#Model loadtime affected if PODs are running on the same server

15 messages · Page 1 of 1 (latest)

worldly trout
#

I was trying to debug the latency on my test PODs and now I figured that PODs running on the same physical machine are lagging too much on IO access.

After profilling, I've got these results.

Example:
Initial test on POD

  • running on a single POD model load time for 6Gb model is 2 sec
  • when I pulled 2 GPUs from the same server model load increased to 40 sec
    Even inference is affected, RAM leaking?

On Serverless:

  • Same GPU 4090, gets different inference and load time as well
  • 30s for loading, 4 sec depending on the machine
  • inference is non uniform as well: 20s on some and 10s on some

All running the same docker, and same scripts with the same libraries.
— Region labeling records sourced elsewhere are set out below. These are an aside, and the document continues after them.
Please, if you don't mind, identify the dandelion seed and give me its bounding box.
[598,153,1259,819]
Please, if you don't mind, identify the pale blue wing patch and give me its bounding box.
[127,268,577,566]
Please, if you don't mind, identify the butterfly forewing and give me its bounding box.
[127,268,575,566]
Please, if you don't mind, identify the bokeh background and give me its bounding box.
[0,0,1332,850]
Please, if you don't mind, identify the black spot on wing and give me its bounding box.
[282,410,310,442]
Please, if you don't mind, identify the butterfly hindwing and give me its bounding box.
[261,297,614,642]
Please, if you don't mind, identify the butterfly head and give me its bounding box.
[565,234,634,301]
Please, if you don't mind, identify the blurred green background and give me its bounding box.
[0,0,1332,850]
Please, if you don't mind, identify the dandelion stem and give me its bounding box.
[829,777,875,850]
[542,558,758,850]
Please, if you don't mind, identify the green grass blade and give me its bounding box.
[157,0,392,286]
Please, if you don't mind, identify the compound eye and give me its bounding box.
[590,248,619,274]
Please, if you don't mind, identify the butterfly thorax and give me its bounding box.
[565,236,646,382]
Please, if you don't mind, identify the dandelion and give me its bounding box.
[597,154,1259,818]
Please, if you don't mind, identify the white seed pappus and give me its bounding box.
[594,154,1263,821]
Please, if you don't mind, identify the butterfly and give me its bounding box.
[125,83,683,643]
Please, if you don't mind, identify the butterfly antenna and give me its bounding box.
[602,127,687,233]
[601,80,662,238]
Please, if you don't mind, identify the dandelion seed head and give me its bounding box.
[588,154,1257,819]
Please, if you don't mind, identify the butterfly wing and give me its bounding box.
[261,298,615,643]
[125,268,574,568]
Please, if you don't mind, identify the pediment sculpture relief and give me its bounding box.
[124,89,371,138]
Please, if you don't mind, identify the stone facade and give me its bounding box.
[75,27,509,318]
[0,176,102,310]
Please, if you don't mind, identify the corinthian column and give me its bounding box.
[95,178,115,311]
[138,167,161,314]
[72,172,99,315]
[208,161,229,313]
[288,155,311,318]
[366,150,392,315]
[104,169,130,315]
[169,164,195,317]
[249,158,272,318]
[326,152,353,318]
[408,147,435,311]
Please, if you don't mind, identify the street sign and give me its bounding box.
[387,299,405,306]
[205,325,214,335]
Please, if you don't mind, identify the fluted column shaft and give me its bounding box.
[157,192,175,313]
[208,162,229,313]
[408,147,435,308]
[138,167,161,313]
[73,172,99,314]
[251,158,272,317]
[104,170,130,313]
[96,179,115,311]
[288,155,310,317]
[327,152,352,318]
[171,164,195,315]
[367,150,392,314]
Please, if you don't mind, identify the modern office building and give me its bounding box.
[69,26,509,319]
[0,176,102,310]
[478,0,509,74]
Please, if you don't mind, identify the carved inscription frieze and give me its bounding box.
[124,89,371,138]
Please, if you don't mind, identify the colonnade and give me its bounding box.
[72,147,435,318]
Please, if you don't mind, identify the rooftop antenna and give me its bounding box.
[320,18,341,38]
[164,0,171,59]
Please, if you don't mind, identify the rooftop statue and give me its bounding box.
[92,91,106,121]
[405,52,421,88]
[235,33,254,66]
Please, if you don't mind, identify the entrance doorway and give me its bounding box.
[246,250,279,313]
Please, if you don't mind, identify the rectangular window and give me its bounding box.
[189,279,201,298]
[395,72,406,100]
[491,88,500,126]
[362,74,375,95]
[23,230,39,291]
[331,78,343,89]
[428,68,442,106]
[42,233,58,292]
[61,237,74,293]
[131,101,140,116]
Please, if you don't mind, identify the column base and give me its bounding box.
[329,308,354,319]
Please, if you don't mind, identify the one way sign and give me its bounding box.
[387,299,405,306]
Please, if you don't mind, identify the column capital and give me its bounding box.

Do we have any work in place to ensure we have uniformity on HW?
Are we enforcing servers to have separate SSD / NVME for each GPU and including different pipe for IO access?

Need to have some idea if this is persisting issue, I'm pretty sure the Mbps on the descriptors are not reflecting the reality at all.

EDIT: I'm using US region now, Global the problem is worse.

worldly trout
#

Do we have any answers here?

worldly trout
#

I was using Global before, the problem was worse, and now the same region GPUs are showing discrepancy as well. There is no uniformity on inference power.

Maybe cap?

unique coral
#

or else you have to ask this on ticket maybe

unique coral
#

i heard some pods have t his problem

worldly trout
#

there is no support here?

#

This is extreme important to share in a board, so we can see the problem repeats

#

yeah the problem is on Serverless and PODs, I'm stress testing

#

and it's clear now it's a hardware issue

unique coral
#

there is actually, but they're not pretty active here because they are easier to report problems in their own platform

unique coral
worldly trout
#

interesting, I'll post that, but leave this open so the other users can see, I'm already seeing a lot of complains on the same, so it's getting hard to push to production.

Yes, software cap on docker host.

unique coral
#

alright